Nix doesn't use containers by default

This has been controversial but fully isolated builds are one flag away (and much of the community wants that flag to default to true, even if it doesn't do so today), using Linux namespaces, seccomp, and no capabilities. This means zero network connectivity inside a build, and the only parts of the filesystem visible to you are the ones you need for your dependencies. On macOS there's a different mechanism with similar properties.

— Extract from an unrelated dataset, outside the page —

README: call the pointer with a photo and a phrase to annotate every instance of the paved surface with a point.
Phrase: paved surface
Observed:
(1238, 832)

Nix is written in C++ while BuildKit is in Go
Nix is released under LGPL while BuildKit is under Apache License 2

Can't argue there 😄

Anyway, I mostly just like to see acknowledgments of related work when new work is started/proposed. It's very different to know the landscape and deliberately choose to try something different, vs. accidentally reinventing the wheel. It sounds like you know what's going on but it would be lovely to get a more fleshed out version of these points in a permanent location, because I'm pretty sure I won't be the only person with these questions when they see your project.

Thanks!

Jess Frazelle · Answer 15 · Mon Feb 26 2018 00:23:42 GMT+0800 (China Standard Time)

Hey so I was wondering since this is being worked on to be moved upstream I think I can help with testing. I am sure @crosbymichael and others remember what happened the last time someone rewrote the builder and we had to test it and fix a ton of bugs. Anyways I successfully ran buildkit on all my images but I am sure mine all kinda have the same semantic structure so if you want help testing this across many I would be happy to help.

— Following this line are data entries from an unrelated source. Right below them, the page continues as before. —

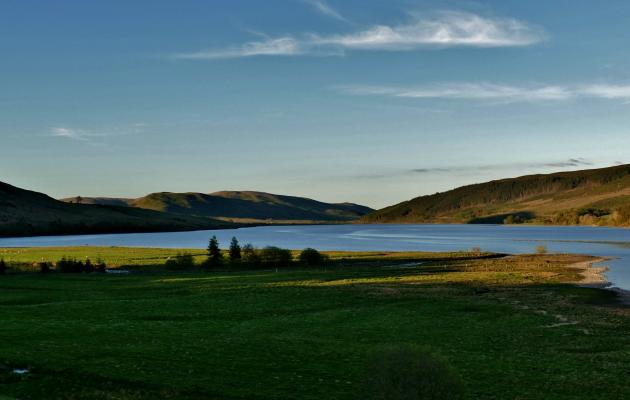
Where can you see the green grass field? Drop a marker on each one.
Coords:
(512, 328)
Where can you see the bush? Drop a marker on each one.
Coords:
(69, 266)
(409, 374)
(215, 257)
(88, 267)
(235, 251)
(250, 256)
(100, 267)
(312, 257)
(275, 257)
(180, 262)
(43, 267)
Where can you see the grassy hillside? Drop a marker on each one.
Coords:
(589, 197)
(510, 328)
(243, 206)
(26, 213)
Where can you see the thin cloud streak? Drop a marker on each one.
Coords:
(493, 92)
(446, 29)
(324, 8)
(83, 135)
(285, 46)
(577, 162)
(440, 30)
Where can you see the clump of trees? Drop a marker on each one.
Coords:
(275, 257)
(311, 257)
(247, 256)
(181, 262)
(73, 266)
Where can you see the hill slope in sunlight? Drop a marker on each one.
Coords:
(587, 197)
(27, 213)
(243, 206)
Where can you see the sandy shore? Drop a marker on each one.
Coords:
(594, 277)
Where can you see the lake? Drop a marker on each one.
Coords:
(610, 242)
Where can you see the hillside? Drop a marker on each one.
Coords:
(587, 197)
(242, 206)
(27, 213)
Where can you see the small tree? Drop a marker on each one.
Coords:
(235, 251)
(182, 261)
(251, 256)
(541, 249)
(43, 267)
(214, 252)
(312, 257)
(88, 267)
(275, 257)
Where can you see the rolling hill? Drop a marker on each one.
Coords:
(587, 197)
(28, 213)
(241, 206)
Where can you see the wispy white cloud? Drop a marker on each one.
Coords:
(325, 9)
(70, 133)
(284, 46)
(83, 135)
(438, 30)
(469, 91)
(494, 92)
(576, 162)
(607, 91)
(445, 29)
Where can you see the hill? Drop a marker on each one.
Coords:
(28, 213)
(587, 197)
(243, 206)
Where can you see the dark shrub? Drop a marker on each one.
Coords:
(409, 374)
(235, 251)
(43, 267)
(275, 257)
(250, 256)
(215, 257)
(88, 267)
(100, 267)
(180, 262)
(312, 257)
(69, 266)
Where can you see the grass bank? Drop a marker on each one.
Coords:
(511, 327)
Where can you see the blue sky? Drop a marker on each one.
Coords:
(370, 101)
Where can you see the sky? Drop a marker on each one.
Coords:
(368, 101)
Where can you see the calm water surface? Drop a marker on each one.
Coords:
(611, 242)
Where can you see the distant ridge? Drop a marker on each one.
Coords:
(587, 197)
(27, 213)
(242, 206)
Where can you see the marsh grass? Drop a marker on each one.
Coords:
(308, 333)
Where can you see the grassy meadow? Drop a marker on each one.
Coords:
(510, 327)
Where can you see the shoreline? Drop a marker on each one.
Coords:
(595, 278)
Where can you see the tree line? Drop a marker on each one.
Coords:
(247, 256)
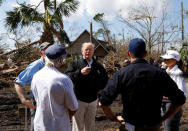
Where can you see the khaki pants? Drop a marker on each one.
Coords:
(84, 119)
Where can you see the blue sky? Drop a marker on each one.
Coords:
(88, 8)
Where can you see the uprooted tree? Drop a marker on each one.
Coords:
(51, 19)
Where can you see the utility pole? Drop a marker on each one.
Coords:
(182, 26)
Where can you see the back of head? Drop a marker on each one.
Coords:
(137, 47)
(171, 54)
(54, 54)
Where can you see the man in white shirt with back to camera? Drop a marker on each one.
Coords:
(53, 92)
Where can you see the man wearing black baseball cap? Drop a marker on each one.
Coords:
(142, 87)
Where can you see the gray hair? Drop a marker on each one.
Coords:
(53, 62)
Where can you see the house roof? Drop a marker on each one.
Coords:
(100, 42)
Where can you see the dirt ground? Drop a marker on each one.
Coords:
(12, 115)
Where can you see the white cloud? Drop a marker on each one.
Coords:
(111, 8)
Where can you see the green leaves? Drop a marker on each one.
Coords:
(66, 8)
(22, 16)
(98, 17)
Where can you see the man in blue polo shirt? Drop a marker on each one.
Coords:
(142, 87)
(25, 77)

Also @tonistiigi thanks for buildkit it is truly awesome :)

Akihiro Suda · Answer 16 · Wed Feb 28 2018 12:54:36 GMT+0800 (China Standard Time)

@jessfraz I think we want to integrate containerd contentstore/snapshotter/imagestore to Moby first.

Akihiro Suda · Answer 17 · Fri Nov 02 2018 16:03:44 GMT+0800 (China Standard Time)

BuildKit has been already integrated to Docker since v18.06

@tonistiigi Can we close this issue?

Alex Ellis · Answer 18 · Tue Feb 04 2020 04:00:50 GMT+0800 (China Standard Time)

Remind me of the context?

Sebastiaan van Stijn · Answer 19 · Tue Feb 04 2020 04:04:25 GMT+0800 (China Standard Time)

@alexellis I think it's a spam account